In these doom-laden days of Wall St capitulation and Main St confusion, citizens are beating a path to the business media. Financial dailies and news websites have boosted their output as punters scramble to have their curiosity sated by reams of red ink and shots of crestfallen brokers. There’s nothing like a meltdown to focus the mind.

Most punters logically assume the financial wing of the fourth estate retains a sliver of credibility. And it’s true that aside from denialist wingnuts blaming “regulation” for the meltdown, most serious commentators back some kind of sustained intervention. A few are hailing a new Keynesianism, others a return to a global pact negotiated by the G20. Even the Wall Street Journal has been making noises in the direction of a new Bretton Woods.

But surely this new found faith in government is just a temporary affliction — if history’s any guide, financial journalists, with very few exceptions, will ultimately back the failed ideology that dishes up their monthly pay cheque.

Glaring examples abound — every weekday morning for what seems like forever, Squawk Box “on-air Editor” Charlie Gasparino appears phoenix-like on CNBC to regurgitate his ridiculous regulatory bugbears (by night he files op-eds for the New York Post blaming the coming Obama Administration for the Street’s failings).
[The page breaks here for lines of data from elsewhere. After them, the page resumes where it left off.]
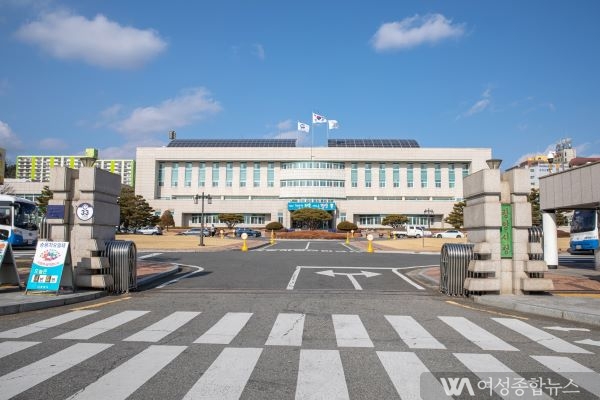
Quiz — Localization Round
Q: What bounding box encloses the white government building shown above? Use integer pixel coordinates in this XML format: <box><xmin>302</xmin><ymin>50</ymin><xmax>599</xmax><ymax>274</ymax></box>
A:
<box><xmin>135</xmin><ymin>138</ymin><xmax>491</xmax><ymax>230</ymax></box>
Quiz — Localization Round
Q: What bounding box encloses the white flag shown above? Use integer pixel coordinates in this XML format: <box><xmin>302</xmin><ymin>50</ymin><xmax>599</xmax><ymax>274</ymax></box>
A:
<box><xmin>328</xmin><ymin>120</ymin><xmax>339</xmax><ymax>130</ymax></box>
<box><xmin>297</xmin><ymin>121</ymin><xmax>310</xmax><ymax>133</ymax></box>
<box><xmin>312</xmin><ymin>112</ymin><xmax>327</xmax><ymax>124</ymax></box>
All it takes is the vaguest sniff of a Dow rebound to send Gasparino, and Squawk’s neoliberal cheer squad, into a feeding frenzy. Like jilted partners dragged to their ex’s wedding, CNBC’s finest are champing at the bit to escape the reality that’s staring them in the face.
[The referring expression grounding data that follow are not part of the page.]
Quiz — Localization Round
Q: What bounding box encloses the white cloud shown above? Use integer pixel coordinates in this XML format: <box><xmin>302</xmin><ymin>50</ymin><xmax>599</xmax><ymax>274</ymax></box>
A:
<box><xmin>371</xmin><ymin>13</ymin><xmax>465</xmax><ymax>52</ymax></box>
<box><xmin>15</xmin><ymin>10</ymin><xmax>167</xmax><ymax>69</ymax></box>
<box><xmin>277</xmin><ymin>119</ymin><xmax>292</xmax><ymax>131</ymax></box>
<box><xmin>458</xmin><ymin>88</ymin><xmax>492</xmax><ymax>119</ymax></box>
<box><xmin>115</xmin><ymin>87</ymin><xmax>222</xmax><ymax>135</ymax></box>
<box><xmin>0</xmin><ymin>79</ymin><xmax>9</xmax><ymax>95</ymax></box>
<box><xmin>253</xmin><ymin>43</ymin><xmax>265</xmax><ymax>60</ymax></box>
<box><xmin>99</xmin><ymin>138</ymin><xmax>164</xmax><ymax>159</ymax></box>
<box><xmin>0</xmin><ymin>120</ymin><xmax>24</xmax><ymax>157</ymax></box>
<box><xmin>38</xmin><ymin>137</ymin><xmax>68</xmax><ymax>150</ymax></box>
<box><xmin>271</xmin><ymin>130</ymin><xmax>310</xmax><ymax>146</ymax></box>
That unashamed boosterism dominates financial news is hardly revelatory — but it highlights the in-built barriers for journalists struggling to comprehend the system’s deficiencies. Laissez faire’s broken logic, brutally exposed by the credit crunch, means well-meaning hacks are pulling on a piece of string, just like Paulson’s bailout. The system’s dark heart is never exposed, such is the overwhelming desire to leave the status-quo unquestioned in the mad scramble for the next story. The failure of business journalists to expose the madness of subprime and credit default swaps has been likened to that other big fourth estate stuff up — the failure to question the Bush Administration in the lead up to the Iraq war.
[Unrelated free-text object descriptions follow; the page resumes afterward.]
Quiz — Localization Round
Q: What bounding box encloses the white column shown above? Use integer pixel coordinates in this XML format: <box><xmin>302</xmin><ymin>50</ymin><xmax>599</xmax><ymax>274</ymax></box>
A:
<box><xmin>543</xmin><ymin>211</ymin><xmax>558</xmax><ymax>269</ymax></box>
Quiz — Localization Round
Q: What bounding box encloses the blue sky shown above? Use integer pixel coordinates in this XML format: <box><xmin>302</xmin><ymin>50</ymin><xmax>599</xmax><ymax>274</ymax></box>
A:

But it’s not really the rusted-on ideologues we should be worried about. It’s the reams of staid wire copy that deluges business newsdesks every few minutes, with no end in sight. The rise of Nick Davies’ churnalism is most prolific in the re-hashed “stories” that poison the pages of every single business daily. Here, company press releases spruiking profit results are faithfully reproduced with the preferred PR angle intact. For wire journalists, the need to produce “real-time copy” means there’s no practical alternative to toeing the company line.

There are of course many examples of pre-meltdown triumphs. Bethany McLean’s 2001 Forbes story, titled simply “Is Enron Overvalued”, started the rot that brought down a behemoth — the whole US regulatory system was called into question as a result. Mining giant BHP’s poisonous operations in Papua New Guinea were exposed by some persistent Four Corners hacks. Some business journalists cultivate a cosy relationship with their sources and give shareholder activists invaluable insights into the internal working of firms. And of course, Paul Krugman thoroughly deserves his Nobel Prize for economics owed partly to his penetrating insights in the New York Times and earlier, Slate.

But it’s times like these that call for a wholesale shake out — one lesson from the meltdown has been the utter embeddedness of neoliberal logic in the global market of economic ideas. Slowly, progressives are again starting to envision alternative arrangements, but business journalists need to start digging in earnest to provide them with some clues.

With an eye on the citizens they’re meant to be serving, the financial wing of the fourth estate could be leading the way. Instead we’re stuck with die hard fans of an earlier era, supporting a mid-table franchise on an irreversible losing streak.